Obata obtained a bachelor of science degree from the Fifth College at Kumamoto University in 1947 and subsequently studied under the guidance of Kentaro Yano at the University of Tokyo, who was frequently away working at the Institute for Advanced Study in Princeton, New Jersey and other institutions. A chance meeting with Shizuo Kakutani in 1947 influenced Obata's decision to pursue differential geometry as his field of research, as Kakutani remarked that if he were younger and just starting his mathematical career, he would be studying it. Obata obtained a master of science degree from the University of Tokyo in 1950. In 1951, he joined the Tokyo Metropolitan University and published joint papers with his friend Shigeru Ishihara on affine connections and conformal transformations from 1953 to 1955. In 1956, he established that an irreducible noncompact Kähler manifold admits isometries which are not holomorphic only if the holonomy group is the symplectic group $\text{Sp}(n)$. Obata's dissertation was on affine connections on manifolds with almost complex, almost quaternion, and almost Hermitian structure. He earned his doctorate in 1958.

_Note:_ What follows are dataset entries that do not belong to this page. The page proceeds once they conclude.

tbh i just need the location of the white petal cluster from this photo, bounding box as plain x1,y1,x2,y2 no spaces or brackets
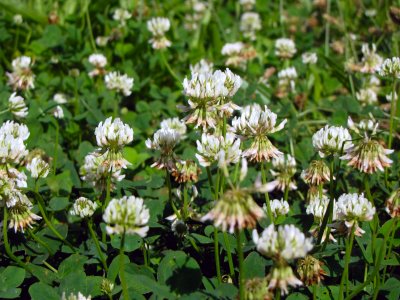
184,0,207,31
190,59,213,75
103,196,150,237
113,8,131,26
104,72,134,96
302,52,318,64
278,67,297,91
27,157,50,178
253,224,313,260
195,133,241,167
88,54,107,68
239,0,255,10
360,43,383,73
13,14,23,25
52,105,64,119
146,128,181,169
70,197,98,218
378,57,400,77
0,121,29,164
347,116,379,136
53,93,68,104
62,292,92,300
356,88,378,105
386,92,398,102
95,117,133,149
275,38,297,59
266,154,297,192
269,199,290,217
147,17,171,49
312,125,353,158
240,12,261,40
306,195,334,221
8,93,28,118
160,117,187,136
336,193,375,227
221,42,245,56
6,56,35,91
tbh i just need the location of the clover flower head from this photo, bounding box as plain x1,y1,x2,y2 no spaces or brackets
104,72,134,96
6,56,35,91
360,43,383,73
385,189,400,218
302,52,318,64
240,12,261,40
70,197,98,218
113,8,131,26
239,0,256,10
27,157,50,178
53,93,68,104
146,128,181,170
8,93,28,118
160,117,187,137
378,57,400,77
103,195,150,237
8,200,41,233
268,198,290,217
61,292,92,300
312,125,353,158
190,59,214,75
147,17,171,49
95,117,133,150
356,88,378,106
301,160,331,186
0,121,29,164
275,38,297,59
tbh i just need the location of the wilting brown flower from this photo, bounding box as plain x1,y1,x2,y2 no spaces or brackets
297,255,327,286
386,189,400,218
171,160,201,183
301,160,331,186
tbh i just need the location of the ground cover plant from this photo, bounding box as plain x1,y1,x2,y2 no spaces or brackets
0,0,399,299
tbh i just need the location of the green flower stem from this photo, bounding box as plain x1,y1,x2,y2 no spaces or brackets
85,9,96,52
159,51,182,88
235,229,245,300
206,166,216,198
119,231,129,300
345,218,393,300
313,284,317,300
388,78,397,149
364,175,377,262
165,169,180,219
214,227,222,283
183,183,189,220
142,242,149,267
339,225,355,300
2,207,32,273
261,162,274,224
223,231,235,280
382,218,398,281
27,228,54,255
52,120,59,174
284,186,289,201
33,191,76,252
0,108,9,115
276,289,281,300
113,93,120,118
324,0,331,57
317,158,334,245
104,171,112,212
43,261,58,273
88,219,108,272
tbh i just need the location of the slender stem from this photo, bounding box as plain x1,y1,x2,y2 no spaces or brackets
159,51,182,87
85,9,97,52
235,229,245,300
223,232,235,280
214,227,222,283
261,162,273,223
388,78,397,149
364,175,377,262
339,225,355,300
104,171,112,212
88,219,108,272
113,93,120,118
284,186,289,201
206,166,216,198
318,158,334,245
165,169,180,218
183,183,188,220
34,192,76,252
119,230,129,300
324,0,331,57
53,120,59,174
2,208,32,272
43,261,58,273
142,242,148,267
27,228,54,255
382,219,398,280
0,109,10,115
313,284,317,300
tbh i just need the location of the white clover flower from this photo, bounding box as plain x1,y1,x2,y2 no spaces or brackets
13,14,23,25
278,67,297,91
221,42,245,56
27,157,50,178
378,57,400,77
95,117,134,149
253,224,313,260
360,43,383,73
80,151,125,191
0,121,29,164
70,197,98,218
268,199,290,217
184,0,207,31
275,38,297,59
96,36,110,47
306,195,334,221
347,116,379,136
312,125,353,158
266,154,297,192
61,292,92,300
147,17,171,49
386,92,398,102
365,9,376,17
302,52,318,64
104,72,134,96
190,59,214,75
239,0,255,10
233,104,286,162
341,138,393,173
336,193,375,234
356,88,378,106
181,69,242,129
8,93,28,118
88,53,107,77
160,117,187,137
52,105,64,119
103,196,150,237
195,132,241,167
113,8,131,26
6,167,27,188
240,12,261,40
53,93,68,104
6,56,35,91
8,200,41,233
146,128,181,170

From 1958 to 1961, he worked as a visiting mathematician and research assistant professor at the University of Illinois at Urbana-Champaign until he joined Tokyo Metropolitan University staff as an associate professor. In 1963, he participated in fundraising efforts for mathematical research and worked with Takeo Fujisawa (then vice-president of Honda Motor Company) to secure funding for the mathematical community through the Sakkokai foundation. Obata was made a full professor of mathematics in 1966. After leaving Tokyo Metropolitan University in 1978, Obata moved to Keio University, where he supervised a number of geometry graduate students. In 1987, Obata established the Geometry Prize of the Mathematical Society of Japan, which is awarded to geometers for achievements, contributions, or guidance to younger researchers. By 1991, the prize had been awarded to ten geometers. He retired from Keio University in 1991 at the age of 65; a workshop celebrating his contributions to geometry and global analysis was held in his honor from November 19 to 21 of the same year.

Obata died on December 21, 2006, at the age of 80. He was a member of the American Mathematical Society for 47 years.

==Selected publications==
- Obata, Morio. "The conjectures on conformal transformations of Riemannian manifolds." (1971): 265–270.

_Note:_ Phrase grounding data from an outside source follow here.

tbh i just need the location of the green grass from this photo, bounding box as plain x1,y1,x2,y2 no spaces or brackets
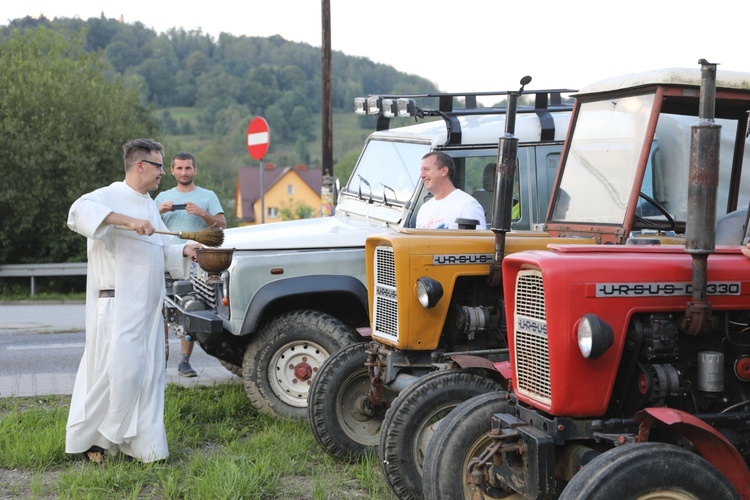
0,383,396,499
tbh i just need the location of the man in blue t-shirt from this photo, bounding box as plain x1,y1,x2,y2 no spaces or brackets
154,152,226,377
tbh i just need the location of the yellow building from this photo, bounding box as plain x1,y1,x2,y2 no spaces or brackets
235,164,322,225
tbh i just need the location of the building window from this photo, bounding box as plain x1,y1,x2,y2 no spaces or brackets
287,184,294,195
267,207,279,219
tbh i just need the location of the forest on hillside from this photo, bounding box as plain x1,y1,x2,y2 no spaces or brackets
2,14,438,161
0,15,440,268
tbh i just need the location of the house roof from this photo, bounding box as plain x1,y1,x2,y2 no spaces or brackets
236,165,322,222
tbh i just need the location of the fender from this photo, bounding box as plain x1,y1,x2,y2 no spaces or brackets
449,354,497,371
240,274,368,335
636,407,750,498
450,354,510,390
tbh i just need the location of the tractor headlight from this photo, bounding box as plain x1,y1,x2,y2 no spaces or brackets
416,277,443,309
577,314,614,359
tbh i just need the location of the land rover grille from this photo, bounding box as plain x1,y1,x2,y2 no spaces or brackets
189,267,225,315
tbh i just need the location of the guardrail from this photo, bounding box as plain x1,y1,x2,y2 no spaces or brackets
0,263,86,296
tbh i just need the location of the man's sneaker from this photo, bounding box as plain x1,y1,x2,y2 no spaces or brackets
178,360,197,378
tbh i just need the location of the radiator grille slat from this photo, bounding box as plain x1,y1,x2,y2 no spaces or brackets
514,270,551,404
191,273,218,309
373,246,398,340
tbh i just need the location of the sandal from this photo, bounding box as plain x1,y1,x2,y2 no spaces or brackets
82,446,105,464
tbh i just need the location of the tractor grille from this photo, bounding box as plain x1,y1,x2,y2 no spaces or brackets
373,245,398,341
513,269,551,405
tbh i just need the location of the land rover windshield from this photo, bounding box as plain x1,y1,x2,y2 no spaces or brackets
344,139,429,204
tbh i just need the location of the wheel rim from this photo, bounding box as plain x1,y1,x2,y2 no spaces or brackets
461,432,494,499
335,369,383,446
268,340,329,407
414,404,455,476
637,492,695,500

- Obata, Morio. "Certain conditions for a Riemannian manifold to be isometric with a sphere Dedicated to Professor Kentaro Yano on his fiftieth birthday." Journal of the Mathematical Society of Japan 14.3 (1962): 333–340.
- Obata, Morio. "Affine connections on manifolds with almost complex, quaternion or Hermitian structure." Japanese journal of mathematics: transactions and abstracts. Vol. 26. The Mathematical Society of Japan, 1956.
- Obata, Morio. "Conformal transformations of Riemannian manifolds." Journal of Differential Geometry 4.3 (1970): 311–333.
- Obata, Morio. "The Gauss map of immersions of Riemannian manifolds in spaces of constant curvature." Journal of Differential Geometry 2.2 (1968): 217–223.